Jackie Kueny says two months ago, those fears turned into a hard-hitting reality.

"So, he was accelerating to get on the interstate and just rammed up right underneath my car," said driver Jackie Kueny.

Kueny says she felt the impact in her neck and her heart.  Her son, who had just turned one year old just days before, was in the back seat.

"I just realized someone had hit me and I turned immediately around to look at my son in the car seat in the back to make sure he was safe and nothing was wrong with him," said driver Jackie Kueny.

Both Kueny and her son were fine.  But, she says the interchange is not.

"We've got to correct these highways. The interchanges are outdated and need to be improved," said ODOT's Craig Moody.

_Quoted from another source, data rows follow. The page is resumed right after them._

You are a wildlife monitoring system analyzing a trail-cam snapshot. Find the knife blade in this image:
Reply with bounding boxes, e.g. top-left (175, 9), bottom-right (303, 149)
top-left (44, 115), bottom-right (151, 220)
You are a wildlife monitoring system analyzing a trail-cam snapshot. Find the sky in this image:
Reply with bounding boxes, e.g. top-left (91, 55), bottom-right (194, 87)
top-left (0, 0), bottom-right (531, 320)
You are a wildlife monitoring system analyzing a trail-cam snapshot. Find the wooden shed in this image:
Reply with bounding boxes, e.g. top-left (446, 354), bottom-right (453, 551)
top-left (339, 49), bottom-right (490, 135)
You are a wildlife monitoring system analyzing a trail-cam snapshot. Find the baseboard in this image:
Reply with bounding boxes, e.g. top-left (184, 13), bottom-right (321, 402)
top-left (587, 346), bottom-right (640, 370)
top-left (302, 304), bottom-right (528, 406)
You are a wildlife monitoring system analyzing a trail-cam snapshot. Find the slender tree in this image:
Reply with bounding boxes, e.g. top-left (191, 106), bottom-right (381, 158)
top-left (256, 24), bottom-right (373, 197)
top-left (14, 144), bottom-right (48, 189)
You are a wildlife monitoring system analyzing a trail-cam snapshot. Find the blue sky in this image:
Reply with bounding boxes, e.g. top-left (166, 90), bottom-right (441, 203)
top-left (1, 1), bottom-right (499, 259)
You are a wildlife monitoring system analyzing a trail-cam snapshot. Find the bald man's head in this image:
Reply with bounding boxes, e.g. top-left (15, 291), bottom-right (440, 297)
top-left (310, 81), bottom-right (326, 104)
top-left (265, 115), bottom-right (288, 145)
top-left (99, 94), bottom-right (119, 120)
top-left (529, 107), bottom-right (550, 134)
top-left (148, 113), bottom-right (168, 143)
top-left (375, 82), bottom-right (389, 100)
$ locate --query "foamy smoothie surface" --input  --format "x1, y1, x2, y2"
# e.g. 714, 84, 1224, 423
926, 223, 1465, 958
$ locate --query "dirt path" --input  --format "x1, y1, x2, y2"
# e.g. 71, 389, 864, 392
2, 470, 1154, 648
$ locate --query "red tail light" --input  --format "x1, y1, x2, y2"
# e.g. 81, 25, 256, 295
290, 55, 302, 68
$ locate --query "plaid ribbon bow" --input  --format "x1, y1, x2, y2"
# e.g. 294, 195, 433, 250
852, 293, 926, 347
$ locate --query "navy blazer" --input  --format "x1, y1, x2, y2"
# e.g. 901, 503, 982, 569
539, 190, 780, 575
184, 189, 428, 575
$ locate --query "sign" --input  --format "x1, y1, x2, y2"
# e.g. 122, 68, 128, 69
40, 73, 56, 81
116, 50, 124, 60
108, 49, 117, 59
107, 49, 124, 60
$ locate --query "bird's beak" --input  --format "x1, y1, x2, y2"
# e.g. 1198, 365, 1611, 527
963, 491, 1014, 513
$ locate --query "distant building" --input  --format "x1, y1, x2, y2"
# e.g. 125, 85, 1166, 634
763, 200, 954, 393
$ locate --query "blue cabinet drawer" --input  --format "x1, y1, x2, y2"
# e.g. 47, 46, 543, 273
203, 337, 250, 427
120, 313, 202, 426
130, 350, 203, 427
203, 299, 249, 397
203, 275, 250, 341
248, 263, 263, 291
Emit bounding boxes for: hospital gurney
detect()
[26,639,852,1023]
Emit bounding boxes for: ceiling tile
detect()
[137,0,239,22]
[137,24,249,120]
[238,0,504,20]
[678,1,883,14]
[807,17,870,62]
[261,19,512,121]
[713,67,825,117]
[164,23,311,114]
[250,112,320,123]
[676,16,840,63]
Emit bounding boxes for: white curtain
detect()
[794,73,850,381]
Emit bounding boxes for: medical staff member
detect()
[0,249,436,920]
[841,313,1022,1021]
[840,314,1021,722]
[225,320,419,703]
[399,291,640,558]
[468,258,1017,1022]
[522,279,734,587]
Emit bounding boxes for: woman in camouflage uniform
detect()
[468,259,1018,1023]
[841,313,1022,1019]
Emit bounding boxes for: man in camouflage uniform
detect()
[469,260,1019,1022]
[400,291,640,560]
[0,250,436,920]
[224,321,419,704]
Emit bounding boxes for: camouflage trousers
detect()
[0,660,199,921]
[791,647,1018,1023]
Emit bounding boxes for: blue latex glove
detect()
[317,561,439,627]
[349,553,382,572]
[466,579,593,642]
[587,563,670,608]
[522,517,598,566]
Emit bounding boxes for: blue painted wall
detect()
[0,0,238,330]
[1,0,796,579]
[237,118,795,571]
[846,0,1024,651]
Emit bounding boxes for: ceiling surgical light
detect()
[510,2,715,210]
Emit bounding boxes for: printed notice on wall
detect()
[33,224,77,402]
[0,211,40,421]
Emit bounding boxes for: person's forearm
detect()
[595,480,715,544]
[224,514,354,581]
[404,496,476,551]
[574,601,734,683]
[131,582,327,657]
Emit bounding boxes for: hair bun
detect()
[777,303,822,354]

The Oklahoma Department of Transportation is hosting public meetings to talk about updating the access to some of Tulsa's busiest interchanges:  Highway 169 where it crosses the Broken Arrow Expressway, as well as I-44 and I-44 at the Broken Arrow Expressway.

O-DOT wants to trade the clover-leaf for longer, possibly elevated ramp.  They say would help avoid bottlenecks and improve safety.

"As everybody knows when you're sitting on the highway on a 70-mile or 60-mile-an hour highway and you're sitting still, that's not a safe feeling. And, if we can keep that movement going definitely that improves our safety," said O-DOT's Craig Moody.

"I think it's long overdue. And I think it's very, very needed for the protection of all the citizens of Broken Arrow and Tulsa and everybody that drives that area," said driver Jackie Kueny.